Chapitre 320
Chapitre 320
Sans la barrière des murailles, les deux camps ne pouvaient que s’affronter au corps à corps. À cet instant, canons et pluies de flèches perdaient toute efficacité. Le combat se jouait sur la valeur des troupes équipées, et la Grande armée du Roselin détenait indéniablement l’avantage. Dès l’arrivée des renforts, le moral de Ye Ming et de ses hommes monta en flèche, étendant rapidement leurs gains. Mais soudain, Ye Ming aperçut Fan Shaochuan, en tête de la charge, couvert de sang.
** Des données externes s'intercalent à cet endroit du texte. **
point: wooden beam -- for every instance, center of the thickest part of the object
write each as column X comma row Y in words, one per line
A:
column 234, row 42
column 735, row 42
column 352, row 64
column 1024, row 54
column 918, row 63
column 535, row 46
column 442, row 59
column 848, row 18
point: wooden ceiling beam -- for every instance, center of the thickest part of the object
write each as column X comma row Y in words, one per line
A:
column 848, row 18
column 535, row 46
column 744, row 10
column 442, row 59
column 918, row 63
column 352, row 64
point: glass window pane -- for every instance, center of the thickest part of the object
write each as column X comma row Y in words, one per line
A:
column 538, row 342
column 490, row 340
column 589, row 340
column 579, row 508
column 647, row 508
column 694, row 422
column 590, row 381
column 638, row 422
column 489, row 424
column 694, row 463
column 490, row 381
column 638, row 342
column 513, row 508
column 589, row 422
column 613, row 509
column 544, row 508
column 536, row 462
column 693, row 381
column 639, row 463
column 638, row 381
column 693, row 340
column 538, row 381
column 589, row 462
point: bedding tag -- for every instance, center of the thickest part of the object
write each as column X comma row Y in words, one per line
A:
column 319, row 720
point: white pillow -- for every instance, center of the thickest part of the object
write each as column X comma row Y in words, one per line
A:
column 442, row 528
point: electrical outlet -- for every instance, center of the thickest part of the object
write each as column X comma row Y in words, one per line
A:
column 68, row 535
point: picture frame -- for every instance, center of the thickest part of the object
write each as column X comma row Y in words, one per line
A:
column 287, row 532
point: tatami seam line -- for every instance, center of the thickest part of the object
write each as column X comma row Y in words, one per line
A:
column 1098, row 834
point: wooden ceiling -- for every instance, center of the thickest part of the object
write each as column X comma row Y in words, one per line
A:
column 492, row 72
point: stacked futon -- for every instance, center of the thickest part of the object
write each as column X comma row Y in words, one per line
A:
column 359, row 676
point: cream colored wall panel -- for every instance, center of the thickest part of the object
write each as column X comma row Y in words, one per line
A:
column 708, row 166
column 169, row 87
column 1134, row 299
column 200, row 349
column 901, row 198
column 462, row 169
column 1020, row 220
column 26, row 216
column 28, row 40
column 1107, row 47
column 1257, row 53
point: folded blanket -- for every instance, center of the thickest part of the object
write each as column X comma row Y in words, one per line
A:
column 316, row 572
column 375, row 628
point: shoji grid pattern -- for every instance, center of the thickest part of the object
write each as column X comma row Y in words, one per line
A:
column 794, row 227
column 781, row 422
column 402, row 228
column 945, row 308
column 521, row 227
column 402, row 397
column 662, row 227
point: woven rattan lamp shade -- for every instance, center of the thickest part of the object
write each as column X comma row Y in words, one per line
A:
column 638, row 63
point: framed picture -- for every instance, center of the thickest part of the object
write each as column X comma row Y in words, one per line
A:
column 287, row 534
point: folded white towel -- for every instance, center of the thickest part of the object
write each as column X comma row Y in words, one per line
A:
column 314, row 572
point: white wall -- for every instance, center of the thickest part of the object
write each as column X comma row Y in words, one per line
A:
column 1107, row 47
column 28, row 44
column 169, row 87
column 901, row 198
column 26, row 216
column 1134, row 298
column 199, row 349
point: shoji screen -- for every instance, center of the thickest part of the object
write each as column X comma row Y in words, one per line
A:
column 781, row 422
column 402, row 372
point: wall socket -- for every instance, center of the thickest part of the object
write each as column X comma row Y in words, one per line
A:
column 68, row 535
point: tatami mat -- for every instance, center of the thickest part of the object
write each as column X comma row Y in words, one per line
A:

L’apparition de Fan Shaochuan éveilla en lui un mauvais pressentiment. Bientôt, il entendit quelqu’un crier : « Grâce au général Fan qui a percé les murailles, en avant ! Plus on tue d’ennemis, plus on gagne de mérite ! »
Ye Ming ne ressentit aucune colère. Pour lui, cela relevait du plus banal. L’oncle de Fan Shaochuan, le général Fan Xiguang, pouvait aisément s’approprier les mérites des autres. Il ordonna donc en secret aux Soldats Esprit Géant de ralentir progressivement, jusqu’à se replier hors des murailles, à plusieurs centaines de li.
Les Soldats Esprit Géant étaient furieux. Jadis, ils avaient déjà souffert de telles injustices, et voilà que cela recommençait. Ils ne comprenaient pas pourquoi Ye Ming se retirait à ce moment crucial, au lieu de continuer à percer et s’emparer des ressources intérieures.
Le premier à exprimer son doute fut Meng He : « Seigneur, je ne comprends pas ! »
Ye Ming répondit calmement : « Tu comprendras bientôt. Les mérites militaires ne valent rien pour nous, sauf si les supérieurs acceptent de les convertir en récompenses tangibles. Puisqu’ils veulent s’en attribuer tous le mérité, qu’ils se débrouillent. »
« Mais les frères ne peuvent avaler cette injustice. » répliqua Meng He d’une voix grave.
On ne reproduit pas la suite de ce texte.